The six policy proposals that we have put forward will put Americans back to work, combat climate change, and enhance our outdoor recreation opportunities. Here’s what Congress should do to let conservation work for America.
Strengthen America’s coastlines and restore iconic ecosystems.
Our coastal wetlands, marshes, river systems, and floodplains serve an outsized role in minimizing the impacts of extreme weather events. Restoring these landscapes will not only ensure the functionality of important coastal ecosystems for years to come, it will also enhance natural flood buffers, protect critical infrastructure and communities, improve water quality, and support economic growth.
In the Gulf of Mexico, wildlife tourism alone supports $19 billion in annual spending and supports over half a million jobs, but the region is also incredibly vulnerable to the impacts of climate change. The Mississippi River Delta has lost more than 2,000 square miles of land since the 1930s and continues to lose the equivalent of a football field worth of wetlands every 100 minutes.
Congress should support the conservation and restoration of these systems by funding publicly vetted coastal or watershed restoration plans. Congress should also create a new program to fund coastal restoration and fisheries management initiatives, like those that were supported by the American Recovery and Reinvestment Act of 2009.
Prioritize wetlands restoration.
The North American Wetlands Conservation Act has proven to be our nation’s most effective program for protecting, restoring, and enhancing wetlands and waterfowl habitat. Since 1990, the program has provided flood control, protected water quality, improved ecosystem function, and secured recreational access on more than 30 million acres of wetlands. The partnership model established in this legislation generates roughly 7,500 jobs and supports over $200 million in salaries annually. We strongly encourage Congress to fully fund this program.
Invest in our nation’s private lands.
The U.S. Department of Agriculture administers a suite of voluntary conservation programs that provide value to rural America beyond their well-known ecological benefits.
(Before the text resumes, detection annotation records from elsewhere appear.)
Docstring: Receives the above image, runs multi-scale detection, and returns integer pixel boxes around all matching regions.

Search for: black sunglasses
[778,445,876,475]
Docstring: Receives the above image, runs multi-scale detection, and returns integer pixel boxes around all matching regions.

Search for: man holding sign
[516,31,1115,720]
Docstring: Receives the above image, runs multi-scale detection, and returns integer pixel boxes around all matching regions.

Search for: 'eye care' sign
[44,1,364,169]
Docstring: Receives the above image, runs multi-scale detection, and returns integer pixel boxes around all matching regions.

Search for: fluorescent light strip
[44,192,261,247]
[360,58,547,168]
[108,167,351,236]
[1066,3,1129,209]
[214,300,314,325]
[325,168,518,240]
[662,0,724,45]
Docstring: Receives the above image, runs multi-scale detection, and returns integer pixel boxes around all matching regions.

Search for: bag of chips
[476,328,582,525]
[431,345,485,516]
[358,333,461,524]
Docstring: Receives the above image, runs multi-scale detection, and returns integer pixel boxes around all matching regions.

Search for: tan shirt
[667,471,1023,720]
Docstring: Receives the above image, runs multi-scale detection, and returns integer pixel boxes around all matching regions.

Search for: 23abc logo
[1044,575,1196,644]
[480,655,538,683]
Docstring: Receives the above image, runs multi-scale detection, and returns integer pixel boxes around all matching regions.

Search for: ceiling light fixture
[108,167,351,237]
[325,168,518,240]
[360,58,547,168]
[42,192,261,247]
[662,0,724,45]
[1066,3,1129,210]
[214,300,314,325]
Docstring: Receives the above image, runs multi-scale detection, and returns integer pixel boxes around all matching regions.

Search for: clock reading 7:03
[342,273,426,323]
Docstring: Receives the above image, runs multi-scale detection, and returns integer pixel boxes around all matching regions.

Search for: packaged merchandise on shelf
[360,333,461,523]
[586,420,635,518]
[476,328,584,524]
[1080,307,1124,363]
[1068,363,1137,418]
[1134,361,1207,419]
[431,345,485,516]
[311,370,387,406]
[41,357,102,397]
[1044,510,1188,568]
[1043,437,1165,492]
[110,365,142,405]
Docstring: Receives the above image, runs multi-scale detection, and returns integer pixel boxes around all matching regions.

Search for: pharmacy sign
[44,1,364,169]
Incentives offered through the Conservation Reserve Program, Regional Conservation Partnership Program, Environmental Quality Incentives Program, and the Agricultural Conservation Easement Program optimize farm and forestry operations, improve fish and wildlife habitat, and add value at a time when the agricultural economy needs it most.
These initiatives help agricultural producers, hunters, and anglers but require significant investment to ensure they remain effective in protecting soil, water, wildlife, and landowners’ bottom lines. We urge Congress to double its investment and significantly grow enrollment in Farm Bill conservation programs, so we can address natural resource challenges—like habitat loss and climate change—and provide landowners with the technical and financial assistance they need.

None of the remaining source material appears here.